Note the comment at the end of the paper. The authors had not been able to do it successfully with their relatively simple methodology. Sure it is harder than DDR2 but this doesn't mean it is impossible. As pointed out by the authors, the failure can simply be due to the memory controller implementation (or DDR3 protocol itself) on their test setup. If this is the case, then all it takes is a custom memory controller that is optimized for this type of extraction.
> How would you treat your RAM contents as precious?
For one, don't let anyone get physical access to the computer while it is running and the volume is mounted (even if the screen is locked). This may even apply for several minutes after the machine is turned off: https://freedom-to-tinker.com/blog/felten/new-research-resul...
> Can other unrelated processes access the key from RAM?
Unless you're using a trusted computing environment, right? In which case, if you trust the processor and startup environment, the kernel can be assured to run safely and prevent such attacks. Correct?
It means if you're worried about the contents of your encrypted drives being uncovered, you need to make sure no malicious processes gain access to a dump of your system's memory while it's booted / running / encrypted drives are mounted.

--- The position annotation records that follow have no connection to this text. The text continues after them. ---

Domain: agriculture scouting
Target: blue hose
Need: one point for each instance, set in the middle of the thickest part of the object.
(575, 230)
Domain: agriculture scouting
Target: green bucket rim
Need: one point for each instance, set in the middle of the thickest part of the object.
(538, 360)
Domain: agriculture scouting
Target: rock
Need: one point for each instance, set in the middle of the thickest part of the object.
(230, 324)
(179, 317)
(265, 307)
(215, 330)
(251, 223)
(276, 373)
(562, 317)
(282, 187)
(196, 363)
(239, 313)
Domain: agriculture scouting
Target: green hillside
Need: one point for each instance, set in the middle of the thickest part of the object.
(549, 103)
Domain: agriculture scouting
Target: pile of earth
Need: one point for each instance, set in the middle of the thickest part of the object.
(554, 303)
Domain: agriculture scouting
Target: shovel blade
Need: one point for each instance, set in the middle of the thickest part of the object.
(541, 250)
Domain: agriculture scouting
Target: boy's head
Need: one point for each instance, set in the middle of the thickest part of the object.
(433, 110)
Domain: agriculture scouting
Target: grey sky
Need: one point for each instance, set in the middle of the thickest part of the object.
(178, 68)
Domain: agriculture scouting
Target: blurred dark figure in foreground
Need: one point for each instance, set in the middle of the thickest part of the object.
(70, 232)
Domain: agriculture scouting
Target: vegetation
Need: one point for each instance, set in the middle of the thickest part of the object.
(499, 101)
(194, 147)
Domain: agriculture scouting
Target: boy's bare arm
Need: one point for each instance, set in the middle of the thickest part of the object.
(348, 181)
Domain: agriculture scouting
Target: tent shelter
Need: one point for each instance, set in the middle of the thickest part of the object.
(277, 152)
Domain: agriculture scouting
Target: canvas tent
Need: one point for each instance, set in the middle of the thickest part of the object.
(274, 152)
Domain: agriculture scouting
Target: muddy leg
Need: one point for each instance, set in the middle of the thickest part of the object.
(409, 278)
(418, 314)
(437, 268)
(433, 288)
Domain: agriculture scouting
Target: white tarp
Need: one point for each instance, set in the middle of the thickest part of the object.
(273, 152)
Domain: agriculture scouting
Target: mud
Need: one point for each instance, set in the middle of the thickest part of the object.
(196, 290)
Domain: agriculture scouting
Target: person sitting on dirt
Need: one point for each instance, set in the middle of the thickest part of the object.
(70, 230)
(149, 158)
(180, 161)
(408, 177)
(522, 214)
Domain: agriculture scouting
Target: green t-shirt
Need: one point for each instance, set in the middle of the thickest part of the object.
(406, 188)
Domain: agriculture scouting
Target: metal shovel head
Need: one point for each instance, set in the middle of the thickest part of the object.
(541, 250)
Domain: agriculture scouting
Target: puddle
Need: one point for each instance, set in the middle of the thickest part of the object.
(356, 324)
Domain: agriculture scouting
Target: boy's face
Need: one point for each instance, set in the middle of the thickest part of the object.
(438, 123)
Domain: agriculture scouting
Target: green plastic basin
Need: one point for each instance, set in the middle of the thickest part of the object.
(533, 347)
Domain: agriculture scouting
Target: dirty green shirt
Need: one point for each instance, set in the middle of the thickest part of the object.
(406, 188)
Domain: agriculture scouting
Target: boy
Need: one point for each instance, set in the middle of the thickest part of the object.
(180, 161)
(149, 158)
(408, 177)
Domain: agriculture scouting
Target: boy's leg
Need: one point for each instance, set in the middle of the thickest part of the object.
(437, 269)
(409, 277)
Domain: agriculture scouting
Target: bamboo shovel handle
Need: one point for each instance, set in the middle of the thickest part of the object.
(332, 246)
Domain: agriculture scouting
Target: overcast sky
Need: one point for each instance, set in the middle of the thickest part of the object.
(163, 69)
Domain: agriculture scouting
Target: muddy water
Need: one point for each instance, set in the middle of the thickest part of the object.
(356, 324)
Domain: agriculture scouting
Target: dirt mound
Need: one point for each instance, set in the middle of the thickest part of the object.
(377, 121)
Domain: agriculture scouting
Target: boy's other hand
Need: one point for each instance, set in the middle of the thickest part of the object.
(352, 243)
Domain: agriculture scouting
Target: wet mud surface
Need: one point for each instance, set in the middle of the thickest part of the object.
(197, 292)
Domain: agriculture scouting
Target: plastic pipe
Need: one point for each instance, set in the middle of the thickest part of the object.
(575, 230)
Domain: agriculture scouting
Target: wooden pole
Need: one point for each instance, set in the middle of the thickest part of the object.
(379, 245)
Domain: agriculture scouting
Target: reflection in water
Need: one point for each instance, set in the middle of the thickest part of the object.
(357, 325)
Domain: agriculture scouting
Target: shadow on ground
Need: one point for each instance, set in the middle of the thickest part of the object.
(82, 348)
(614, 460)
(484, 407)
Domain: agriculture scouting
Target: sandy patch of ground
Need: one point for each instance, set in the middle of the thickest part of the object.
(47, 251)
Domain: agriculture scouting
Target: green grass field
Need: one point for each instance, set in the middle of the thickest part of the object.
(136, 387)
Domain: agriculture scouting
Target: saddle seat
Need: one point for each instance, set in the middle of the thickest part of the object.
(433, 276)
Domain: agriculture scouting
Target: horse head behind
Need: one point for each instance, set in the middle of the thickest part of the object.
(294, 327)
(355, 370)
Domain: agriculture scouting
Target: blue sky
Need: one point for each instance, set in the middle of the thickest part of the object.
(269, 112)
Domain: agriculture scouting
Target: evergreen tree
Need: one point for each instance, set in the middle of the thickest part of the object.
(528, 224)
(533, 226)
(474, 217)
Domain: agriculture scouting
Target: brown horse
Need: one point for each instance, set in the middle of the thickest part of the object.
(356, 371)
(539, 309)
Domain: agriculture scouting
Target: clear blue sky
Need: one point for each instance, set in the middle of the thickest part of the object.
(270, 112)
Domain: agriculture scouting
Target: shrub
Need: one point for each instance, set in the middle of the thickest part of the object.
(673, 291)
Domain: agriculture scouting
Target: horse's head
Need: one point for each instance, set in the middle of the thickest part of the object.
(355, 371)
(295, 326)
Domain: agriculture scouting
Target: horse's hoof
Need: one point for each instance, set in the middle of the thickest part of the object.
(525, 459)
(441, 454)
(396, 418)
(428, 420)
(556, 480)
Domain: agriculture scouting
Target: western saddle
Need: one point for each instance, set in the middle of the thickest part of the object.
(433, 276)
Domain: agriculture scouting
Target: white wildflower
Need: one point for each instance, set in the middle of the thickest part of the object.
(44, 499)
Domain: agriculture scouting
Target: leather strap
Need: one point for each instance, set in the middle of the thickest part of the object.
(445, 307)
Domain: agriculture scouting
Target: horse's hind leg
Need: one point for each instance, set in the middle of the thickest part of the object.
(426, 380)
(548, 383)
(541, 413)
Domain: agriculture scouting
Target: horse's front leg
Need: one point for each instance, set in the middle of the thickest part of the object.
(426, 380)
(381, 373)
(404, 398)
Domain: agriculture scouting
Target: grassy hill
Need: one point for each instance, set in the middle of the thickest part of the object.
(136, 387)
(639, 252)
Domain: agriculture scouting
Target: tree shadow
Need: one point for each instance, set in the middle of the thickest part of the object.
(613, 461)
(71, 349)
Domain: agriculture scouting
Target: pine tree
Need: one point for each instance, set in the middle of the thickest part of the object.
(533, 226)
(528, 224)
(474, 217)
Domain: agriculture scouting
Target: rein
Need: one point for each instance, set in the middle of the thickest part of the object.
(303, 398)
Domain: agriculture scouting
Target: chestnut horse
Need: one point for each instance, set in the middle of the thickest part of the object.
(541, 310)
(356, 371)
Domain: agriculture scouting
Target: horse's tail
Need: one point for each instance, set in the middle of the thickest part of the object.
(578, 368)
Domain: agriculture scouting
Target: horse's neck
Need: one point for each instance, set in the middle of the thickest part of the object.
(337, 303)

Forgive a fool. But are the volatility plugins used (truecryptmaster and truecryptsummary) only provided to students of the official volatility training or is it released somewhere? Can't find it on their Google code page.
Would it help to store a long string of data in memory, say 10mb. Then place the key somewhere in the middle of it? The placement could be based on the password. Just an idea..
It would not help. Volatility is not doing any searching, instead it is reading TC's data structures in memory to find the key. Basically replicating TC's algos offline.
Nothing's 100% safe - if data exists and can be read by its owner, de facto it can be read by someone else. The only "safe" data is that which never leaves your brain.
This research is interesting and useful, but do we really want to scare off people from using TrueCrypt?
Couldn't you add a paragraph at the top or to the side that says, for example:
"If TrueCrypt is used in the intended way, i.e., you finish your work with TrueCrypt, dismount the TrueCrypt volume, and then shut down your computer, then the data protected by TrueCrypt is secure if your computer is lost, stolen, or copied at that point."
I understand your intended audience (I'm one of them). But TrueCrypt is the best protection we've got (in terms of price (free), quality, license terms, multi-platform support, algorithm choice, etc.). I presume the author likes it and uses it himself too.
We want more people to use it, right? So let's at least make it clear that it isn't cracked or broken when used in the intended manner.